As there will not be any reformatory prisons in the States, the habitual criminal who is so declared, will be held at the GovernorGeneral's pleasure; but the GovernorGeneral will be advised by the AttorneyGeneral of the day as to what should be done with the prisoner. This, of course, is a procedure that is well known in administration; it is the common task of the Attorney-General. I do it with great frequency and advise the Governor-General what is to happen to a person who either asks to be released earlier or is imprisoned at the Governor-General's pleasure for some offence.

Since the State of New South Wales has given up the idea of an indeterminate sentence, it occurred to me that New South Wales might not be prepared to allow the Attorney-General of the Commonwealth access to the parole board which the State has heretofore kept to advise the Minister of Justice or the Attorney-General in New South Wales as to what should be done with prisoners who were formerly held on indeterminate sentences. I have spoken to the Minister of Justice of New South Wales, and the Government of that State is prepared to allow the parole board to go on advising the Attorney-General of the Commonwealth at his request what is the best thing to do for the person who is under an indeterminate sentence.
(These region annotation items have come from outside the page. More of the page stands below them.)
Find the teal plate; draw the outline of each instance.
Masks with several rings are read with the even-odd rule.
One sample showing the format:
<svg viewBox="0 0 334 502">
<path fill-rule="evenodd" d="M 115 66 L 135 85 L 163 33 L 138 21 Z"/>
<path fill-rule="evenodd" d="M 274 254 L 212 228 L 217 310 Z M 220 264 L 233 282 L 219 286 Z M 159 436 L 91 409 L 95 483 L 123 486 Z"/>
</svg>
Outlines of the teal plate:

This arrangement seems to me to be flexible and will make the least inroads on the practices of the State.

For the Commonwealth to fix a minimum age and to apply it over all the States would, in some instances, throw a State into disconformity in this sense: It fixes eighteen years as the age below which it will not declare an habitual criminal in respect of offences against its law, yet in respect of Commonwealth laws it must observe the minimum age of 25 years. It is not a good thing for any State to allow two standards for the people - one in relation to Commonwealth law and one in relation to the State.

Mr Griffiths - Cannot you make it uniform?

Sir GARFIELD BARWICK - I could not make these provisions uniform, because the effect would be to make them ununiform in the broad sense. If one person happens to be charged under a State law and another under a federal law - sometimes these may overlap - =they would be treated differently. The idea is to have them treated uniformly in a State but not necessarily uniformly over the whole Com. mon wealth. This matter is not easy to re solve, but the resolution we have taken on it was reached after a good deal of thought and consultation with the Administration and that is the provision in the bill. What the Deputy Leader of the Opposition (Mr. Whitlam) has suggested would only cause want of uniformity within the States which is undesirable, and we are not prepared to accept the amendment.